The great thing about Social Security is that it pays you a monthly benefit for life. And so the higher that benefit is, the more income you can look forward to.
There are different steps you can take to boost your Social Security benefit. Delaying your filing until age 70, for example, will allow you to claim a higher benefit, as will boosting your earnings throughout your career.
But as helpful as a higher Social Security benefit may be, in reality, you shouldn’t rely on that particular income source to sustain you in retirement. For one thing, Social Security is facing some financial challenges that could result in universal benefit cuts. And so even if you take steps to raise your benefit, you might still end up with less income from program down the line.
A better bet? Work on building yourself a solid nest egg. Chances are, it will do a lot more good than a higher Social Security check.
Secure your own future
The average senior on Social Security today collects $1,657 a month. All told, that’s about $20,000 a year. If you’re in line for a comparable benefit, you might manage to raise it to around $2,000 a month by delaying your filing until the age of 70, leaving yourself with more like $24,000 a year from Social Security.

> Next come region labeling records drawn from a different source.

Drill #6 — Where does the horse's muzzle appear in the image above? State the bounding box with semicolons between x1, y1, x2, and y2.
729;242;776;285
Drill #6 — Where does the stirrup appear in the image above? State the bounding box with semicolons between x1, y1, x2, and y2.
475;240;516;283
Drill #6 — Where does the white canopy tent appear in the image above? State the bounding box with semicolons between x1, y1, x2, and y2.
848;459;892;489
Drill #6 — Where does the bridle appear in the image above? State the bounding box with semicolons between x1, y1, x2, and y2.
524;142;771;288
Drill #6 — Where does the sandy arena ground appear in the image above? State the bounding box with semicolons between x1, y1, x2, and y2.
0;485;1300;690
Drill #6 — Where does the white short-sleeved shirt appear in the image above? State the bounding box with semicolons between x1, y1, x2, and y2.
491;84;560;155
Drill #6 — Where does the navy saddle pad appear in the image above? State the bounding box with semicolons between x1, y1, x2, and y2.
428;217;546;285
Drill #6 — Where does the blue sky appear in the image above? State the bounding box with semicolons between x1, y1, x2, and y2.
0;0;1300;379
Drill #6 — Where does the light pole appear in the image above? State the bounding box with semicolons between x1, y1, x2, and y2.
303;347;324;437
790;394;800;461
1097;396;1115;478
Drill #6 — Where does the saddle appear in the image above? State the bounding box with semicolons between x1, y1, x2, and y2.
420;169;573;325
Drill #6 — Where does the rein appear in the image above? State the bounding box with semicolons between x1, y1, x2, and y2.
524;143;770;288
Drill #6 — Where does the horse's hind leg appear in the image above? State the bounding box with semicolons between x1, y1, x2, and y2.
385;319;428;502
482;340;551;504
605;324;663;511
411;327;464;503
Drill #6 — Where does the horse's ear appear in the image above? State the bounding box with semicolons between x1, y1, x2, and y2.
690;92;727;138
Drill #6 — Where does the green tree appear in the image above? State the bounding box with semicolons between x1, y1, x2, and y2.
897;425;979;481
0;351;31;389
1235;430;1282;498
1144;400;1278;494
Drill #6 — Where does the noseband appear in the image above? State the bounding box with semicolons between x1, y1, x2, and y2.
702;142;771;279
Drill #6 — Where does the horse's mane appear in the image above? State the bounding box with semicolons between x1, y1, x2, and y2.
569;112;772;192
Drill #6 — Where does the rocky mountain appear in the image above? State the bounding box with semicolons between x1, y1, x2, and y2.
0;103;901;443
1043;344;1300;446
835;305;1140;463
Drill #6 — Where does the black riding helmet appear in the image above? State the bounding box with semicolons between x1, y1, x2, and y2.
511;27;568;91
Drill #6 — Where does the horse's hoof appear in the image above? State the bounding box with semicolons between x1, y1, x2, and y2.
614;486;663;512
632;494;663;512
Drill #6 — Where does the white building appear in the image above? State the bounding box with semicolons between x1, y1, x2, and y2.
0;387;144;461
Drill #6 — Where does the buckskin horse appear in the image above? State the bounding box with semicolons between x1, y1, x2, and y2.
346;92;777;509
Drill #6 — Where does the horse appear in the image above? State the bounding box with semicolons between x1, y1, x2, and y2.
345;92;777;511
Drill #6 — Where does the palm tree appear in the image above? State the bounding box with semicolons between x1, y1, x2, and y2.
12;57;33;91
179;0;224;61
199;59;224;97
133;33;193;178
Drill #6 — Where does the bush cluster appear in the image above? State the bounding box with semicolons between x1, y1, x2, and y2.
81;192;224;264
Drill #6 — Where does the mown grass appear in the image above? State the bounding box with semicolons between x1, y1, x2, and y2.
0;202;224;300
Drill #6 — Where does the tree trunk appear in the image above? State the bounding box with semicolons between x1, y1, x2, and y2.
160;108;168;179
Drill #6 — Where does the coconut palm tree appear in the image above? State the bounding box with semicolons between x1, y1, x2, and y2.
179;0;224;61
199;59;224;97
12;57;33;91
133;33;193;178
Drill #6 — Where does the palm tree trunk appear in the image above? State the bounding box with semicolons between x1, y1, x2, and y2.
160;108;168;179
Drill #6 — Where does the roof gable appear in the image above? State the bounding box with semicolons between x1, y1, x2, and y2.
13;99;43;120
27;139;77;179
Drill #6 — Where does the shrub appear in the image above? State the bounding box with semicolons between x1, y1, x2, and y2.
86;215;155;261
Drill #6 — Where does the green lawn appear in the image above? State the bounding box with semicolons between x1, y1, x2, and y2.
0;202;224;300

But let’s face it — that’s still not a whole lot of money. In fact, even if you’re only an average earner, you’re probably used to living on at least double that sum. And if your wages are higher than the average American’s, you might really struggle in retirement on an annual income of $24,000 a year.
A solid nest egg, however, could come to your rescue, and you don’t need to sink half of your paycheck into your savings on a monthly basis to make a big difference. If you sock away $500 a month over the next 35 years, and you invest your retirement savings heavily in stocks, you might eke out an average annual 8% return, which is a bit below the stock market’s average. The would, in turn, leave you with a little more than $1 million.
Now, if you withdraw from your savings at a rate of 3.5% a year, that’s $35,000 in annual income. (For context, financial experts have long advocated a 4% withdrawal rate, but 3.5% is a bit more conservative and, for many people, more appropriate these days.) That, combined with Social Security, could make for a healthy financial picture.
Don’t ignore your nest egg
There’s absolutely nothing wrong with taking steps to boost your Social Security benefit. But you shouldn’t fixate on that and neglect your nest egg in the process, nor should you assume that if you snag a higher benefit, it’ll make up for a lack of savings.
Putting money into an IRA or 401(k) plan consistently, and investing that money wisely, could result in a retirement that’s free of financial worries. And isn’t that something you deserve?